Er bestaan vanuit wateroogpunt geen belemmeringen voor dit plan.

4.13.4 Conclusie

Op grond van bovenstaande kan worden geconcludeerd dat het onderdeel water geen belemmering vormt voor de nieuwe ontwikkeling.

Hoofdstuk 5 Economische en maatschappelijke uitvoerbaarheid

5.1 Economische uitvoerbaarheid

Deze ruimtelijke onderbouwing omvat een ontwikkeling, een 'bouwplan', waarbij voor de gemeente kostenverhaal aan de orde is. Voor de ontwikkeling op het perceel is een anterieure overeenkomst over grondexploitatie gesloten met de initiatiefnemer. Wettelijk is bepaald dat in dat geval een exploitatieplan niet noodzakelijk is (het kostenverhaal is 'anderszins verzekerd').

Het plan wordt economisch uitvoerbaar geacht.

5.2 Maatschappelijke uitvoerbaarheid

Voor onderhavig ontwerpbesluit wordt de uniforme voorbereidingsprocedure gevolgd als bedoeld in hoofdstuk 3.4 van de Algemene wet bestuursrecht. Het bevoegd zal de aanvraag en het ontwerpbesluit aan de betreffende instanties toezenden in het kader van het vooroverleg.
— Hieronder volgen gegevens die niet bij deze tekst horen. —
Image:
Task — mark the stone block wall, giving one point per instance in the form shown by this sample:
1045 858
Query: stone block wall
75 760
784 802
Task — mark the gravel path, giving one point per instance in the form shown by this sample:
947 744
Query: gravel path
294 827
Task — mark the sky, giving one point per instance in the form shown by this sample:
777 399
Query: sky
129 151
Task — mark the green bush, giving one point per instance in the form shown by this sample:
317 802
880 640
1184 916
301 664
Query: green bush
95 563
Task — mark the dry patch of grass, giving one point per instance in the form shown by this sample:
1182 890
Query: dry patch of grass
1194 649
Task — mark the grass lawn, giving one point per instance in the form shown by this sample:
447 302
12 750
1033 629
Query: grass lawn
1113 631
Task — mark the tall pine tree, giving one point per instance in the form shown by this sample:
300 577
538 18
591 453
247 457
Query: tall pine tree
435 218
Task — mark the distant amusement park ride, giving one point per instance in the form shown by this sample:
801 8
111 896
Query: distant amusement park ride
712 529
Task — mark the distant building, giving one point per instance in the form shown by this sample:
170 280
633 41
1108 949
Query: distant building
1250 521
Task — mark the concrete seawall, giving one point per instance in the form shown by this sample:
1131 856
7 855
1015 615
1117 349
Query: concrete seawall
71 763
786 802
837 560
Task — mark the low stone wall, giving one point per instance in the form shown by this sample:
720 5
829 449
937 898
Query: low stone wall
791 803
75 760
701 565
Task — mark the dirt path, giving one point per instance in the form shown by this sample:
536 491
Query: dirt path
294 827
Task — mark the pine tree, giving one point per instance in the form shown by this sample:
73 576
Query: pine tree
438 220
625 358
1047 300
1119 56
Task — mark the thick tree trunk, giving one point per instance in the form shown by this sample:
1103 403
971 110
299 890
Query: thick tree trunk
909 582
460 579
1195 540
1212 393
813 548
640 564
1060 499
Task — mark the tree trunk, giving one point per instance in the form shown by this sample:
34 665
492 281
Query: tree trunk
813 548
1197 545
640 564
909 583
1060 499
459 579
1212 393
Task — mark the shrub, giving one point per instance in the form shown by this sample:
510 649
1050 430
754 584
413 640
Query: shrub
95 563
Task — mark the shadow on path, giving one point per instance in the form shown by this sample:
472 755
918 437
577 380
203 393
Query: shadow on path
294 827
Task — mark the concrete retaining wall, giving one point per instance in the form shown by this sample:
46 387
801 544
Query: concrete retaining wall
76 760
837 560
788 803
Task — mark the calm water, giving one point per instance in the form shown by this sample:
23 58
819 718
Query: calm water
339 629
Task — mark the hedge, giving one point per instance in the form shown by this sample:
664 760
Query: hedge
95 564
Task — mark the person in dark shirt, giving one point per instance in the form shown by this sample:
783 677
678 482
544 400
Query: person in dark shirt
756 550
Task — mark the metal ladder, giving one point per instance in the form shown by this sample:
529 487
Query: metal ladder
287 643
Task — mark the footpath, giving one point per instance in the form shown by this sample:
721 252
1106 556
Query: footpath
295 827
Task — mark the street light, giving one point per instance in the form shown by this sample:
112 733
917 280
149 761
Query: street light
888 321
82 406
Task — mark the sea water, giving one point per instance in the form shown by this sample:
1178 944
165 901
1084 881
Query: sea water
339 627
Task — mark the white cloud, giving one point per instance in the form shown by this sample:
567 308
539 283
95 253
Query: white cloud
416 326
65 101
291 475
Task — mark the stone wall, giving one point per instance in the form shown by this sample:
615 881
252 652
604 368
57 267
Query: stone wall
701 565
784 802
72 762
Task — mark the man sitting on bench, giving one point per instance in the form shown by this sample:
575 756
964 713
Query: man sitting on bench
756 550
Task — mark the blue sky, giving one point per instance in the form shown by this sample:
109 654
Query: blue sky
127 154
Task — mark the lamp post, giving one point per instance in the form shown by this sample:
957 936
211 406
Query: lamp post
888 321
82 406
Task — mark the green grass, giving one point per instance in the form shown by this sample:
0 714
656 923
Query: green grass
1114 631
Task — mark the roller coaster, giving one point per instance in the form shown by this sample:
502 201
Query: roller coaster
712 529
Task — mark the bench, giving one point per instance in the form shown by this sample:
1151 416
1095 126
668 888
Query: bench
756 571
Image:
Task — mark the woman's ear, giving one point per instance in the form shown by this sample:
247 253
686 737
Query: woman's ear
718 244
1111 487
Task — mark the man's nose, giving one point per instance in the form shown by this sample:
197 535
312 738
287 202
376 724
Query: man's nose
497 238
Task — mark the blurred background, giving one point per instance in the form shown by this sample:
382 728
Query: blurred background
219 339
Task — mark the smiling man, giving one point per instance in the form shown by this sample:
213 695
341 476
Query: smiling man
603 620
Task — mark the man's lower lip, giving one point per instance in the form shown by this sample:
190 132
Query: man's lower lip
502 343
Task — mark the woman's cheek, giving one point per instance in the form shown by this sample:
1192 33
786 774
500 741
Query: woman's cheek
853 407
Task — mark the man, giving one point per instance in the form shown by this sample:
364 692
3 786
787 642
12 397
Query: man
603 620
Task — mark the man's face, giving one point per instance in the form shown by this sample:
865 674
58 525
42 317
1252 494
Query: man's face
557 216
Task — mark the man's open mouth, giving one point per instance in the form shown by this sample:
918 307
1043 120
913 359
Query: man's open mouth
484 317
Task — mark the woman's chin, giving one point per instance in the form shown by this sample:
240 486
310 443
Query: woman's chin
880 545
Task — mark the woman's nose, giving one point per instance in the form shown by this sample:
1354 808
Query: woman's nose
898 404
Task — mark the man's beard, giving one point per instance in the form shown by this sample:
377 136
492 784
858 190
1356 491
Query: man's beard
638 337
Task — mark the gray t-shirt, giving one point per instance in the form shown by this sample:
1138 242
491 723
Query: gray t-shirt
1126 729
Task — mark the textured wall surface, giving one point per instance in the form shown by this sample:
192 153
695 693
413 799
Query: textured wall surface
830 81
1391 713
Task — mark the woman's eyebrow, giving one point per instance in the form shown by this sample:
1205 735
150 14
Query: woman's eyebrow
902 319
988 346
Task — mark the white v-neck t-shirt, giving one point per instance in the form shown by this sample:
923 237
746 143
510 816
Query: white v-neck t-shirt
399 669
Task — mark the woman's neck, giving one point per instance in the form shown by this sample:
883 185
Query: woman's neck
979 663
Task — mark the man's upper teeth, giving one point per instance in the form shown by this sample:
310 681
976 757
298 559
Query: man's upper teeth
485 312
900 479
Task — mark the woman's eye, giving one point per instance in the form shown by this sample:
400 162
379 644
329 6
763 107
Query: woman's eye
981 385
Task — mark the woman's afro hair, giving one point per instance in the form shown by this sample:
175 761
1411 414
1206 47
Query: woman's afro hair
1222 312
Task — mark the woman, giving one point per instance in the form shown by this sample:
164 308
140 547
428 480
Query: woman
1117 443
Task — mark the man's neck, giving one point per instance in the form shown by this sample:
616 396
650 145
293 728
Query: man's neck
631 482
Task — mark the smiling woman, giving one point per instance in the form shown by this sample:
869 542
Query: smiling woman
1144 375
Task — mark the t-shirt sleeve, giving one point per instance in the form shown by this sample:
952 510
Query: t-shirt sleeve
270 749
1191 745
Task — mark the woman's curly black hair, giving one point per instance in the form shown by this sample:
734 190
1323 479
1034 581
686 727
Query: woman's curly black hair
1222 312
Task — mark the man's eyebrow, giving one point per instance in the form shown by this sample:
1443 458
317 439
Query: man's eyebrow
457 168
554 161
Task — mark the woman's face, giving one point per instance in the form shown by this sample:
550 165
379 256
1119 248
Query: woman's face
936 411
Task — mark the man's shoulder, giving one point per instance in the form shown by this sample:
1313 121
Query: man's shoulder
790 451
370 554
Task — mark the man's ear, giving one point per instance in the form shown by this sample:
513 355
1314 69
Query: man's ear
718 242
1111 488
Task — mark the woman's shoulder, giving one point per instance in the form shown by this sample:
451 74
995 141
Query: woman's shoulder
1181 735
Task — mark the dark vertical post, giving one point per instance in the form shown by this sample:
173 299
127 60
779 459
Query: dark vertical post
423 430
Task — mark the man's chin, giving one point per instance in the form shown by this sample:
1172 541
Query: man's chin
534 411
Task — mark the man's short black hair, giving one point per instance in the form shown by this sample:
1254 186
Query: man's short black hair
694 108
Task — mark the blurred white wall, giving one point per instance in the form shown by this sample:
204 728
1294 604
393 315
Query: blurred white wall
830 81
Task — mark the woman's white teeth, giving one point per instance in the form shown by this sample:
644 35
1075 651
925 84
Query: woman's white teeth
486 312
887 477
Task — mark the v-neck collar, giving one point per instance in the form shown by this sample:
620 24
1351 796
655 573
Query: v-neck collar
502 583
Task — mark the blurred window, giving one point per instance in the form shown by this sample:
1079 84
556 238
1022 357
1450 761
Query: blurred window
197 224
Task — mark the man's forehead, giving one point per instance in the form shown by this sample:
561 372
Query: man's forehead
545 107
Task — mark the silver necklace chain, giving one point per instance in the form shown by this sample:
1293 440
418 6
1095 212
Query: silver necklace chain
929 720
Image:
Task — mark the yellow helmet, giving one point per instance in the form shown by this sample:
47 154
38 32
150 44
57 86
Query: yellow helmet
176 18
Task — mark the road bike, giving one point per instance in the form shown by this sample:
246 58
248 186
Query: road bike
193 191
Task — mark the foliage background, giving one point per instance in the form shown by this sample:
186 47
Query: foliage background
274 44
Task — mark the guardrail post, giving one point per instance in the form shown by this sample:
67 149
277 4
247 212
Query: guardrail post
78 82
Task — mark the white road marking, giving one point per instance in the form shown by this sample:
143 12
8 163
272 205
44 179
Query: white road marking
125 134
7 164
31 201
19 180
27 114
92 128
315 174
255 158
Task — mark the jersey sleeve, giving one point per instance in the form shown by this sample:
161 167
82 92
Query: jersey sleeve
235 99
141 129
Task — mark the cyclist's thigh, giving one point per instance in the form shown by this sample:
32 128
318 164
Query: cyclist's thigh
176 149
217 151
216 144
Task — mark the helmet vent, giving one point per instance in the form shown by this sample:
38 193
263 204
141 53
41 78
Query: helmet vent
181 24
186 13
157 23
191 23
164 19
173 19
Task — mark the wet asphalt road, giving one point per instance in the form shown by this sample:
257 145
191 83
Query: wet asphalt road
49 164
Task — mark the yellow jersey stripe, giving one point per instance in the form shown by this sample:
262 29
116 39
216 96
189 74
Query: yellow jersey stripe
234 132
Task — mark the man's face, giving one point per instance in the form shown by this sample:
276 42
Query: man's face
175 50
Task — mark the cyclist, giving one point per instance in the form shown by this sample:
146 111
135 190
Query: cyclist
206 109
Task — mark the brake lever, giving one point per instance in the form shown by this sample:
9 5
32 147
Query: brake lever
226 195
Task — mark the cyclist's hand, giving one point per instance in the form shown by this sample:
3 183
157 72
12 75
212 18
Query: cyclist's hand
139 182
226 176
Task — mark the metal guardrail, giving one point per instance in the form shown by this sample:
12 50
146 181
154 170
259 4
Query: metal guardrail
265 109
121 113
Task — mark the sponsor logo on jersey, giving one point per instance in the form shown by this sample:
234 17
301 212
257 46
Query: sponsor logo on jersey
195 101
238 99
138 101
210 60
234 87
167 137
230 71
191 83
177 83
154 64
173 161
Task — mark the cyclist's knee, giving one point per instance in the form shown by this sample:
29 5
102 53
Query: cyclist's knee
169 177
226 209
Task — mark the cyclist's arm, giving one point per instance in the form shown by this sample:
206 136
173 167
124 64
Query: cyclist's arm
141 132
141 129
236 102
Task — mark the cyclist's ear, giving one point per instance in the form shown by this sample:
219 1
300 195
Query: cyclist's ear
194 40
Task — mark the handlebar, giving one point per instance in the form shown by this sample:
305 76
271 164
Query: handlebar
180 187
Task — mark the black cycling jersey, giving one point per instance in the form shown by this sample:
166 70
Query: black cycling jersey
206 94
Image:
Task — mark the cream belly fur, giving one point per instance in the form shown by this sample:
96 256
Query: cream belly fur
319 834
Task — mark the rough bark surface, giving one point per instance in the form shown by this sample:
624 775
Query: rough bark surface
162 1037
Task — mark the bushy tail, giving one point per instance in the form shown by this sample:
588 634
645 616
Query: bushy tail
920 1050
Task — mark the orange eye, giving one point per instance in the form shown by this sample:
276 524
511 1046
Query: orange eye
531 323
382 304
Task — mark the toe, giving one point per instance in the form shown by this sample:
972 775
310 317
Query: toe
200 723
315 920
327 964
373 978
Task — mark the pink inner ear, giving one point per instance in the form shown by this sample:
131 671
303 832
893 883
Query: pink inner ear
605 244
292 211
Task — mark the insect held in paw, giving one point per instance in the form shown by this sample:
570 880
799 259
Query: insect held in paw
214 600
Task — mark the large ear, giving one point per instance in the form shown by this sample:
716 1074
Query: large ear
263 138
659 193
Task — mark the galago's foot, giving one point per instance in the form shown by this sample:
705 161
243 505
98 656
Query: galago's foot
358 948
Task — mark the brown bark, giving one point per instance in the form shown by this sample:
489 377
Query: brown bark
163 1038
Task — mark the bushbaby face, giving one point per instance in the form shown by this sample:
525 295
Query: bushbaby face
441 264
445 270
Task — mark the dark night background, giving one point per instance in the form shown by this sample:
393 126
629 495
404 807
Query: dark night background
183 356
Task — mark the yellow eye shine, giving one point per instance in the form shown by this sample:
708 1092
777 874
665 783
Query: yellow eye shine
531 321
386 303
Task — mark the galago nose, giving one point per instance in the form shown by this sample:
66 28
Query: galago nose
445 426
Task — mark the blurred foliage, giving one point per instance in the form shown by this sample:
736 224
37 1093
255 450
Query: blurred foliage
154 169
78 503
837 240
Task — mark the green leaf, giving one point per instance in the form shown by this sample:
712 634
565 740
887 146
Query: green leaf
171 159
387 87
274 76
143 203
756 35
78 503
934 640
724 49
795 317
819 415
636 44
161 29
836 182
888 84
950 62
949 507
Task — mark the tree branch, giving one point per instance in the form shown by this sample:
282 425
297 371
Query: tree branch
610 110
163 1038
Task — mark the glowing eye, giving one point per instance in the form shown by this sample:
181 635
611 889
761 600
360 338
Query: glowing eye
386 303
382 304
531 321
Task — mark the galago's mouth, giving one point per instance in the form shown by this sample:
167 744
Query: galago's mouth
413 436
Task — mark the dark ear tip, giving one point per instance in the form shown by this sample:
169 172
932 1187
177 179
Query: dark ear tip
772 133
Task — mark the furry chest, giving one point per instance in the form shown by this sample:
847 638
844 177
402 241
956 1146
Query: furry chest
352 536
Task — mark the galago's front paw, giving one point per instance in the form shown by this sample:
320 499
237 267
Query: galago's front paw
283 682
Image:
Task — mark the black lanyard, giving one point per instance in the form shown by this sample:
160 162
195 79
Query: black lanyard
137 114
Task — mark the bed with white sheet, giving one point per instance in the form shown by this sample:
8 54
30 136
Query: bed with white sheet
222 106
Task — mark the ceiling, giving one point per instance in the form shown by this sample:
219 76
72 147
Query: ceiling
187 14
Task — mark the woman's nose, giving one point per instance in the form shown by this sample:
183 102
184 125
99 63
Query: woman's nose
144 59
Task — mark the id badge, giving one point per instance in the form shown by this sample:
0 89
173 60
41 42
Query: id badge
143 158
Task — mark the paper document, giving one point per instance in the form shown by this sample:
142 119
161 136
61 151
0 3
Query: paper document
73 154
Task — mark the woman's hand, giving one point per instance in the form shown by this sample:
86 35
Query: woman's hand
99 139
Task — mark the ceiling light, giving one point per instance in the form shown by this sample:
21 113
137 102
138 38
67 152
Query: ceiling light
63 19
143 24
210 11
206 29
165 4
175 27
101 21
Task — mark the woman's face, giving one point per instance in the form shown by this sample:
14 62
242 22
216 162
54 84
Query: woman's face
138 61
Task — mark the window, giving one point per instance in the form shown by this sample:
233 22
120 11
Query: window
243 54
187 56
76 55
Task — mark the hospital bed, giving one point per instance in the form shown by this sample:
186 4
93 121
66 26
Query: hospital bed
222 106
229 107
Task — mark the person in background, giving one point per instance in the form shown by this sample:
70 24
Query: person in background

De ontwerpbeschikking wordt voor een periode van 6 weken ter inzage gelegd. Tijdens de ter inzage is het voor eenieder mogelijk een zienswijze in te dienen. Tegen het definitieve besluit kunnen alleen belanghebbenden bezwaar maken en in beroep gaan.

Hoofdstuk 6 Eindconclusie

Voorliggend initiatief inzake de bouw van een bedrijf voor paardenhouderij aan de Geerenweg 10 in Eemnes voldoet aan de eisen van goede ruimtelijke ordening.

Er is geen sprake van strijdigheid met de belangen van het Rijk of de Provincie. Daarnaast levert de voorgenomen ontwikkeling geen onevenredige overlast op voor haar omgeving. Het initiatief leidt niet tot toename van verkeer. Omliggende bedrijven worden in milieutechnische zin niet extra belemmerd. Het voornemen is niet in strijd met een goede ruimtelijke ordening.

Het initiatief past binnen het beleid van de gemeente Eemnes en voorzien in een positieve toevoeging aan de omgeving.